猪肉を「牡丹」と呼ぶのは「牡丹に唐獅子」から。馬肉を「桜」と呼ぶのは、「咲いた桜になぜ駒つなぐ 駒が勇めば花が散る」という里謡の歌詞からきている。では、鹿のことを「紅葉」と呼ぶのは、なにも花札の鹿と紅葉の絵柄からではない。これは、百人一首の「奥山に紅葉ふみわけなく鹿の 声聞くときぞ秋は悲しき」という一首からきている。ちなみに、魚で紅葉といえば誰でも「紅葉鯛」を思い浮かべる。春の「桜鯛」よりも鱗が赤味を増して、皮をはぐと見事なもみじ色の鮮紅色が現れる。春の桜鯛は産卵前で、雌は卵巣が肥大する為に、味わいが少々差し引かれることがあるが、晩秋の頃の紅葉鯛は、脂の乗りも上々で、上品さと濃厚さを兼ね備えた、品格のある味わいを持つ。

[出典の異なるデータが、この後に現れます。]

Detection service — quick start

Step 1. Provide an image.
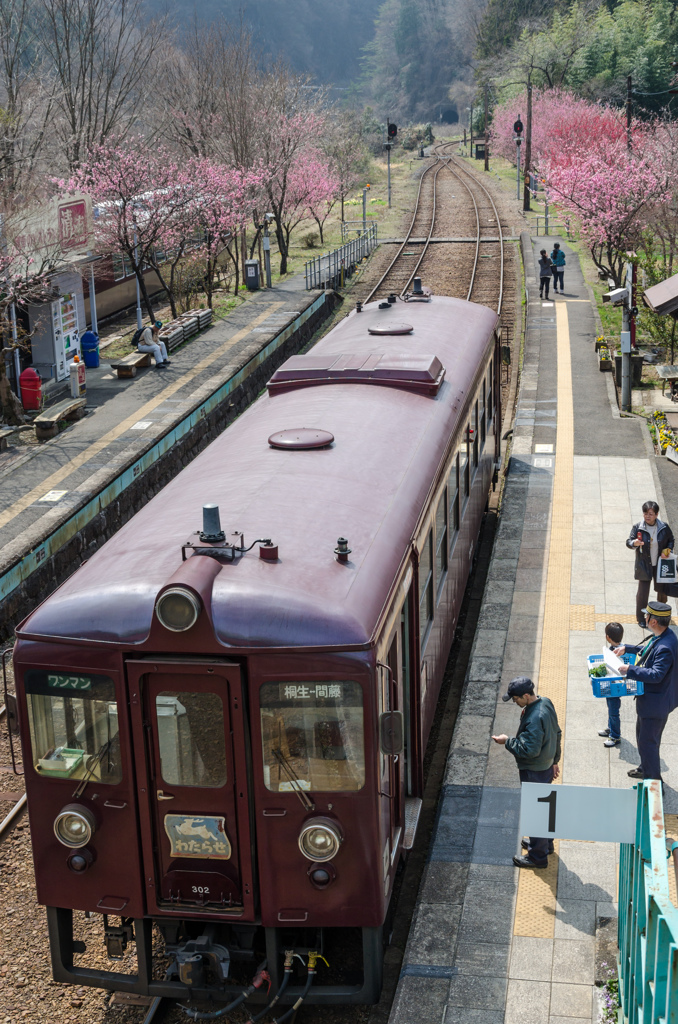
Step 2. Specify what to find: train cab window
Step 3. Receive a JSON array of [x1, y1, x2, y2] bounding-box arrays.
[[259, 682, 365, 793], [472, 401, 480, 472], [435, 487, 448, 597], [25, 670, 122, 784], [419, 529, 433, 649], [156, 690, 226, 788], [448, 455, 461, 554]]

天然の紅葉鯛が手に入ったら、やはり刺身にして食べるのが一番だろう。平造り、そぎ造り、細造り、薄造りと多様に包丁を入れる。割山椒か赤絵の向付きにでも盛り付ければ、誰も文句を言うまい。今回は乾山写の楓皿と魁の赤絵鉢に盛り付けた。膳上に、この紅葉鯛の刺身の鉢一皿があるだけで、格調高い雰囲気をかもし出す。生山葵をちょいと身に付けてから、土佐醤油にくぐらして食す。美味い旨い。弾力のある身から旨味がじわっと滲み出るようだ。昆布や〆や薄作りにして、柚子醤油かポン酢醤油で食べても気が利いている。こんな旨い肴があれば、なおさら酒がすすむというものだ。
「林間に酒を暖めて紅葉を焼き・・・」上酒を口に含めば、目の前に紅葉がなくとも紅葉を想像できる。